Treatment and Prognosis
Treatment of secondary CLA should be directed towards the underlying cause of the vasculitis. Idiopathic CLA often resolves within a few weeks [15, 16], and thus, management of most of these patients includes confirming the lack of an identifiable cause and the alleviation of symptoms . Conservative measures such as leg elevation, stockings, and topical steroids are helpful to relieve the itching and burning sensation . Furthermore, non-steroidal anti-inflammatory drugs (NSAIDs) may be useful for pain management, and oral antihistamines may help to suppress pruritus. Chronic or recurrent disease develops in approximately 10% of patients [15, 17]. Presence of cryoglobulins, arthralgia, and absence of fever have been identified as risk factors for chronic cutaneous disease, whereas paresthesia, fever, and absence of painful lesions for systemic involvement .
Systemic immunomodulatory therapy is usually reserved for the subset of patients who develop complications , such as hemorrhagic bullae, cutaneous necrosis, ulceration, or chronic or recurrent disease. Treatment data for primary CLA is primarily based on case reports , so the strength of putative recommendations is very low.
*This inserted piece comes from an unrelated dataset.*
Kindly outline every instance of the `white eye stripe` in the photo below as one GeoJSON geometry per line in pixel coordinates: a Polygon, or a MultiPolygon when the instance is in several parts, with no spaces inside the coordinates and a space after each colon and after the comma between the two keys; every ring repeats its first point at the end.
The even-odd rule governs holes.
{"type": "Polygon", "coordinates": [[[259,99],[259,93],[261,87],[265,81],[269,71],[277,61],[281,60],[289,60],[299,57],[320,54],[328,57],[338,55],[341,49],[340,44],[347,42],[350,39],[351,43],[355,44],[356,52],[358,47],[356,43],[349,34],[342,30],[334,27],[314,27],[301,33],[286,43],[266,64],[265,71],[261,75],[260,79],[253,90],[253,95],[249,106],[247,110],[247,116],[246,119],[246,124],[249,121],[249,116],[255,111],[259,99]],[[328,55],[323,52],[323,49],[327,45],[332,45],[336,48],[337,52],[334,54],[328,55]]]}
The initial approach to CLA usually includes the use of a short course of prednisone, typically at a dose of 0.5–1 mg/kg/day until lesion formation stops, followed by a quick taper over 3 to 6 weeks [28, 30]. Maintenance therapy with colchicine [30, 31] or dapsone [32,33,34] can be initiated, although there is still limited data supporting their efficacy. Azathioprine (0.5–2.5 mg/kg/day) may be used in refractory cases [30, 35], with an expected response in the first 2 months of therapy. There is a generalized lack of solid evidence for the use of other immunosuppressants in primary CLA. Methotrexate (10–25 mg/week) has been reported to be effective in CLA secondary to rheumatoid arthritis [36,37,38], with clinical responses occurring within 4 to 8 weeks. Although hydroxychloroquine is occasionally used in daily practice for treating patients with CLA, there is only scarce evidence for its clinical benefit in urticarial vasculitis [30, 39, 40]. In addition, successful treatment with mycophenolate mofetil (2–3 g/day) has only been documented in a few case reports of refractory primary CLA , urticarial vasculitis , and IgA vasculitis . For those infrequent cases of severe forms of CLA, rituximab [44,45,46], infliximab , and intravenous immunoglobulin  may pose as treatment alternatives. Cyclophosphamide and cyclosporine are usually reserved for refractory, severe, or secondary CLA when other therapies are not available, but with conflicting results [21, 49,50,51]. Figure 2 shows a proposed treatment algorithm for cutaneous leukocytoclastic angiitis.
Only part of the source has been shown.